[The two illustrations here are from the copy of Harper's carried through Italy in 1871 by Col. W. Gordon McCabe, of Petersburg, Va. In the margins of the book McCabe often made comments or signs that indicated his responses, as can be seen here.]
Harper's Hand-book for Travelers
in Europe and The East
(Ninth Year)
By W. Pembroke Fetridge
(New York: Harper & Brothers, 1870)

[The section on Paris, the longest in the book, covers 74 pages. It begins with a discussion of hotels, then backs up to consider the history of the city and its contemporary political situation, before getting to the attractions. Starting with museums, Fetridge concludes by talking about how to get oneself presented to the Emperor, and where to buy the new clothes one would want to wear on such an occasion. The following two passages are from the middle of this lengthy account.]

The Mabille, or Jardin des Fleurs, should be visited in the evening. Every thing that taste and skill could do has been done to make it a fairy scene of enchantment. In a beautiful semicircular building is seated a well-conducted orchestra, around which the "gayest of the gay" whirl themselves through the mazes of the waltz, polka, and mazourka. As the dances are, as a general thing, considered a little loose, it is unnecessary to say the gentleman traveler is not expected, in company with his wife or daughter, to join in the amusement of the dancers, although we see no harm in looking on. It may be that "chilling reserve" is not a characteristic of the ladies who frequent these gardens; still, every thing is conducted with a proper regard for public decency. Recesses, bowers, and groves every where meet the eye, while multitudes of gas-lights twinkle through the grass, or illuminate the Chinese lanterns festooned from the trees. You have also a shooting-gallery, Chinese billard-tables, a cafe and restaurant, where you may enjoy your coffee, beer, wine, or cigars; admission, 2 francs.

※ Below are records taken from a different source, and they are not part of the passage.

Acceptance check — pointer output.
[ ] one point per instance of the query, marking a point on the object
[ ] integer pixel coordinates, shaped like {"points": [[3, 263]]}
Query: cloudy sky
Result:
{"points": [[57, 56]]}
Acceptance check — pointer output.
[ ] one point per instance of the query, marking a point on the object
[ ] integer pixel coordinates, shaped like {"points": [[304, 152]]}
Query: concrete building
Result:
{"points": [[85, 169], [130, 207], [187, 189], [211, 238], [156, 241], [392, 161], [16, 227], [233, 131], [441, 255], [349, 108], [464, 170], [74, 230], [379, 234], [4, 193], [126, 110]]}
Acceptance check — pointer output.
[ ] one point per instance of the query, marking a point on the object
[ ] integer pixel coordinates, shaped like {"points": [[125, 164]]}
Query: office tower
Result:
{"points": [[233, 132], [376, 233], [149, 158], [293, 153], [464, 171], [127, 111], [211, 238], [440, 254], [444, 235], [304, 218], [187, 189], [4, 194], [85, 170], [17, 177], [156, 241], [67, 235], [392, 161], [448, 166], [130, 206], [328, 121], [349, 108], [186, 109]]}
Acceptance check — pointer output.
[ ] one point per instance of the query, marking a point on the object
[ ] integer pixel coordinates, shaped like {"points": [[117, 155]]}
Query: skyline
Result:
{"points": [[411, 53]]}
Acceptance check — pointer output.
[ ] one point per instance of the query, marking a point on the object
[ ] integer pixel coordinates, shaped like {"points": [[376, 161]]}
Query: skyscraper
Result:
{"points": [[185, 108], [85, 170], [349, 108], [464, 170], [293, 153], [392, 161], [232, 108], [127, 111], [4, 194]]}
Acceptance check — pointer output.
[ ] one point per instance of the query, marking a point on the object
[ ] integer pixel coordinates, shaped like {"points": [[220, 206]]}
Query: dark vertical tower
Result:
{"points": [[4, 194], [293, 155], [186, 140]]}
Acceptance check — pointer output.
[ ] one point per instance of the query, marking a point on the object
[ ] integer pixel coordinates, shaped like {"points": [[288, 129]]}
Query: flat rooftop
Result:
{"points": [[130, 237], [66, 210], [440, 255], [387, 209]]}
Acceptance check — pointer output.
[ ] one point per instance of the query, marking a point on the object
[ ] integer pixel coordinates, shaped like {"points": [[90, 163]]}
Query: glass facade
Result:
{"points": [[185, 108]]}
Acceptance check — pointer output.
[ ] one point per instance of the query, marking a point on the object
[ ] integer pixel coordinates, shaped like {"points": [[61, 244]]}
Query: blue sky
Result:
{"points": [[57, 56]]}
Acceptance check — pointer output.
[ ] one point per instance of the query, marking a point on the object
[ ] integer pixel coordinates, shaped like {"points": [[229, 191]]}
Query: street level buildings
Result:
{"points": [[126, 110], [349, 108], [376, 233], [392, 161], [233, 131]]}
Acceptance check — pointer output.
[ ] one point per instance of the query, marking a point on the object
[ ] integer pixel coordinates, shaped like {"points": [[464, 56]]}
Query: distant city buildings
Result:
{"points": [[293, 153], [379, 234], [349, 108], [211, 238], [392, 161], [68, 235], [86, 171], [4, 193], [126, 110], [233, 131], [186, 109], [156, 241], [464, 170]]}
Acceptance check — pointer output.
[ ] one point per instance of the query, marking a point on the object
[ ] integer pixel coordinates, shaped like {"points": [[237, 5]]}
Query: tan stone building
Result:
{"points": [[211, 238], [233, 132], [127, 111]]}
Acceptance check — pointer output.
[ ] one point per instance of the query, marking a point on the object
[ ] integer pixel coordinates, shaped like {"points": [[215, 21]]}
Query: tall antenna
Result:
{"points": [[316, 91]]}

Musee du Louvre. -- . . . Next to this is the Salle Ronde: the ceiling is beautifully frescoed, and the pavement a fine mosaic; it opens into the Galerie d'Apollon. This splendid gallery is one of the finest in the Louvre. For over one hundred years it has been occupied as a picture-gallery; was rejuvenated by the present emperor in 1851. It commands a fine view of the Seine and the garden. Portraits of many of the leading artists are finely executed in Gobelins tapestry, and adorn the walls. Next to this gallery we pass into the Salon Carre. This room contains the choicest gem of the Louvre, Murillo's Conception, purchased at Marshal Soult's sale for $123,060. There are many other valuable paintings in this room. Next comes the Long Gallery, divided into five compartments. One of these is devoted to Rubens's pictures exclusively. The whole gallery contains some eighteen hundred paintings, and is about equally divided between Italian, Spanish, German, Flemish, and French schools. No pictures are here admitted except those of deceased masters. This gallery is considered the finest in the world; there may be pictures of more value in the two galleries at Florence or the gallery at Dresden, but, taking quantity and quality together, it richly deserves the title.